Jacob Felländer with Anna Ternheim
The Mountain Theory
25 August – 15 September
CFHILL, Norrlandsgatan 24
The human and the fragile, juxtaposed against the eternal might of ancient rock: this is the central theme of Jacob
Felländer’s new show, The Mountain Theory, which leads off CFHILL’s autumn exhibition season. In ten photos, he offers up “portraits” of mountains in different light and different moods. The show is a collaboration with recording artist Anna Ternheim, who provides words for the catalogue and titles for the photos, taken from her upcoming album.
“In my art, I have always given myself a free hand in processing photos, allowing my imagination licence to explore the limitless possibilities of a full spectrum of techniques,” says Jacob Felländer. “Paradoxically, however, all this flexibility has led me in the exact opposite direction, to a powerful longing for something simple, real and lasting.”
Over the course of two years (2015 –17), he journeyed to several of the world’s great mountain ranges, including the Himalaya and the Rocky Mountains. With camera in hand on a B2 helicopter (the only model that can fly above 8000 metres), he had an opportunity to capture the mountains’ full range of light effects and dazzling richness of form. Back home with the photos, the idea of a collaboration was born. With the help of his friend Anna Ternheim, the images received not just titles but their very own soundtrack.
”I ran into Jacob in New York last fall. We talked about work and life sharing ideas and he showed me a few of these photographs. At the time I was deep into a music collaboration writing dark dreamy songs with a few Stockholm based musicians and we both felt there was a connection between these worlds. Jacobs photographs have a lot of rythm and atmosphere and my music has imagery without being images”.
Her album will be released this autumn on vinyl, will be designed by Jacob Felländer and feature his work.

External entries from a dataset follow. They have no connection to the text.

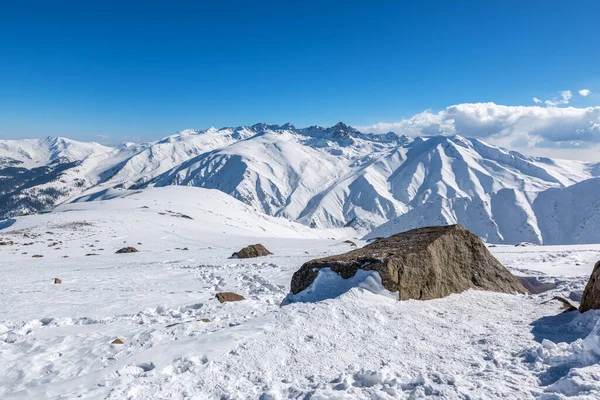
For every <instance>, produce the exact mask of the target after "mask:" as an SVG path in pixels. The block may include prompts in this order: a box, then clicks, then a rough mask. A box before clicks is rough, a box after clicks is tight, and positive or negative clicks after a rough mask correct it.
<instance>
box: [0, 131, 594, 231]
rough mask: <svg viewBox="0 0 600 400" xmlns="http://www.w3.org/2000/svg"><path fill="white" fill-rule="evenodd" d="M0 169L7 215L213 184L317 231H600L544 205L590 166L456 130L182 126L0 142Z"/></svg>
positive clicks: (573, 186) (278, 215) (582, 181)
mask: <svg viewBox="0 0 600 400" xmlns="http://www.w3.org/2000/svg"><path fill="white" fill-rule="evenodd" d="M0 176H1V178H0V214H5V215H7V214H11V213H15V212H32V211H36V210H40V209H41V208H44V207H48V206H51V205H53V204H57V203H61V202H65V201H67V200H68V199H72V198H74V197H79V196H81V195H89V194H92V193H94V192H98V191H100V190H105V189H109V188H112V187H119V188H136V189H139V188H146V187H152V186H168V185H187V186H198V187H203V188H209V189H218V190H220V191H222V192H224V193H227V194H229V195H231V196H233V197H235V198H237V199H238V200H241V201H242V202H244V203H246V204H248V205H250V206H252V207H254V208H256V209H258V210H259V211H262V212H264V213H266V214H269V215H273V216H278V217H285V218H287V219H290V220H294V221H297V222H300V223H303V224H305V225H308V226H311V227H315V228H332V227H343V226H350V227H353V228H355V229H357V230H358V231H359V232H362V233H368V232H369V231H370V230H371V229H373V228H376V227H378V226H380V225H381V226H380V227H379V228H376V229H375V230H373V232H371V233H370V234H368V235H367V238H371V237H376V236H384V235H389V234H393V233H396V232H398V231H403V230H406V229H410V228H413V227H417V226H423V225H434V224H446V223H461V224H463V225H465V226H466V227H468V228H469V229H471V230H473V231H474V232H475V233H477V234H478V235H480V236H481V237H483V238H485V239H487V240H488V241H490V242H503V243H517V242H521V241H528V242H534V243H546V242H548V243H588V242H590V240H592V241H593V240H596V241H598V240H599V239H596V238H595V237H594V235H593V234H592V233H593V230H594V229H595V228H596V227H600V226H599V224H600V222H596V221H595V220H593V219H592V221H591V222H586V221H588V220H589V218H587V214H585V213H584V212H583V211H582V213H583V214H577V215H576V216H573V218H575V220H577V221H579V220H581V221H582V222H576V221H575V220H571V219H569V220H568V221H567V220H566V218H567V217H566V214H563V215H557V213H554V214H552V212H551V210H550V209H549V207H548V206H547V204H550V203H551V202H553V201H557V202H563V203H564V202H565V201H567V200H566V199H567V198H568V195H567V194H565V193H567V192H569V191H572V190H573V191H577V190H587V189H585V188H584V189H579V186H573V185H575V184H577V183H579V182H583V181H585V180H589V179H592V178H594V177H595V176H600V167H599V164H591V163H584V162H578V161H566V160H553V159H548V158H538V157H528V156H525V155H522V154H520V153H517V152H513V151H508V150H506V149H502V148H499V147H495V146H492V145H489V144H486V143H484V142H482V141H480V140H477V139H467V138H463V137H460V136H434V137H420V138H415V139H409V138H408V137H405V136H398V135H396V134H392V133H389V134H385V135H378V134H364V133H361V132H359V131H357V130H356V129H353V128H351V127H348V126H346V125H345V124H343V123H339V124H337V125H335V126H333V127H330V128H323V127H318V126H313V127H309V128H304V129H297V128H295V127H294V126H293V125H291V124H285V125H282V126H279V125H268V124H257V125H253V126H249V127H237V128H223V129H215V128H210V129H207V130H199V131H198V130H186V131H181V132H178V133H176V134H174V135H171V136H169V137H167V138H165V139H162V140H159V141H156V142H151V143H144V144H141V145H131V144H129V145H123V146H121V147H118V148H108V147H104V146H101V145H98V144H95V143H79V142H74V141H69V140H67V139H44V140H38V141H35V140H34V141H31V140H30V141H25V140H23V141H0ZM597 183H598V181H597V180H591V181H589V182H585V183H582V184H581V185H584V186H586V185H587V186H590V187H597ZM587 186H586V187H587ZM594 193H598V192H597V191H596V192H594ZM594 196H595V195H593V194H591V195H589V196H587V195H586V196H579V195H576V194H574V195H572V200H569V201H571V202H572V203H573V202H574V203H576V204H575V205H576V208H577V209H578V210H593V204H595V203H593V202H594V199H598V196H596V197H594ZM569 199H571V198H569ZM590 202H591V203H590ZM552 204H554V203H552ZM557 204H558V203H557ZM561 204H562V203H561ZM572 206H573V205H571V206H570V207H572ZM558 207H559V210H560V208H561V207H562V206H558ZM590 207H591V208H590ZM589 212H592V211H589ZM584 220H585V221H584ZM567 223H568V224H570V225H569V227H570V228H569V229H570V230H568V231H562V230H561V233H555V232H556V230H557V229H558V228H557V226H559V227H561V229H562V227H563V226H564V224H567ZM571 228H572V229H571ZM565 232H566V233H565Z"/></svg>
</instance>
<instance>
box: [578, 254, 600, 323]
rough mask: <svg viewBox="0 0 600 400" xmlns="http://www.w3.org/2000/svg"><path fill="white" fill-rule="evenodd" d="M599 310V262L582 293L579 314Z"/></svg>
mask: <svg viewBox="0 0 600 400" xmlns="http://www.w3.org/2000/svg"><path fill="white" fill-rule="evenodd" d="M596 309H600V261H598V262H597V263H596V265H595V266H594V269H593V270H592V275H591V276H590V280H589V281H588V284H587V285H586V286H585V290H584V291H583V297H582V298H581V305H580V306H579V312H586V311H588V310H596Z"/></svg>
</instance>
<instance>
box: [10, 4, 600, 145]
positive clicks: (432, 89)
mask: <svg viewBox="0 0 600 400" xmlns="http://www.w3.org/2000/svg"><path fill="white" fill-rule="evenodd" d="M13 3H18V4H12V3H9V2H4V4H3V5H2V12H1V13H0V51H1V53H0V54H1V56H0V57H1V58H0V138H3V139H6V138H22V137H40V136H53V135H61V136H67V137H71V138H74V139H80V140H96V141H104V142H119V141H121V140H151V139H158V138H160V137H162V136H165V135H167V134H169V133H172V132H174V131H177V130H180V129H185V128H205V127H209V126H217V127H220V126H237V125H244V124H253V123H256V122H271V123H284V122H287V121H290V122H292V123H294V124H295V125H296V126H308V125H312V124H320V125H332V124H334V123H336V122H337V121H340V120H343V121H344V122H346V123H348V124H352V125H362V126H365V125H372V124H375V123H378V122H393V121H399V120H402V119H403V118H410V117H411V116H413V115H414V114H417V113H420V112H422V111H424V110H427V109H429V110H443V109H445V108H446V107H448V106H451V105H454V104H460V103H470V102H495V103H497V104H506V105H528V106H531V105H534V103H533V102H532V97H533V96H535V97H537V98H540V99H543V100H545V99H552V98H553V97H555V96H558V92H559V91H561V90H567V89H570V90H572V91H573V93H574V96H573V98H572V99H571V102H570V104H569V105H573V106H575V107H588V106H596V105H598V104H597V103H598V101H597V98H596V97H595V96H593V95H592V96H586V97H583V96H578V95H576V94H577V93H576V92H577V90H580V89H583V88H586V89H590V90H591V91H592V93H596V92H600V49H599V44H598V38H599V37H600V24H598V21H597V18H598V15H600V3H599V2H597V1H592V0H590V1H570V2H565V1H458V2H450V1H403V2H400V1H384V2H377V1H371V2H353V1H346V2H341V1H340V2H333V1H318V2H317V1H314V2H313V1H277V2H256V3H255V2H237V1H227V2H184V1H172V2H165V1H139V2H132V1H122V2H118V3H119V4H117V2H111V1H43V2H28V1H19V2H13Z"/></svg>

Jacob Felländer (born 1974) is one of Sweden’s most widely exhibited artists, represented by prestigious Hamiltons Gallery in London (along with Irving Penn and Annie Leibovitz), which has exhibited his work at Paris Photo on several occasions. His collectors include Bill and Hillary Clinton. His work has been exhibited several times at Fotografiska in Stockholm, most recently with a month-long retrospective around the New Year. Jacob Felländer’s works can be described as grand, melancholy landscapes and cityscapes incorporating dislocations of time and perspective.
The show’s title, The Mountain Theory, refers to a way of describing Einstein’s theory of relativity. Both light and altitude (distance from the sun) affect how quickly time passes, and might affect a photo. Is it possible to capture relativity in an image? A catalogue will be published in conjunction with the show, including a new essay on this theory by science editor Maria Gunther of Dagens Nyheter, Sweden’s leading daily newspaper.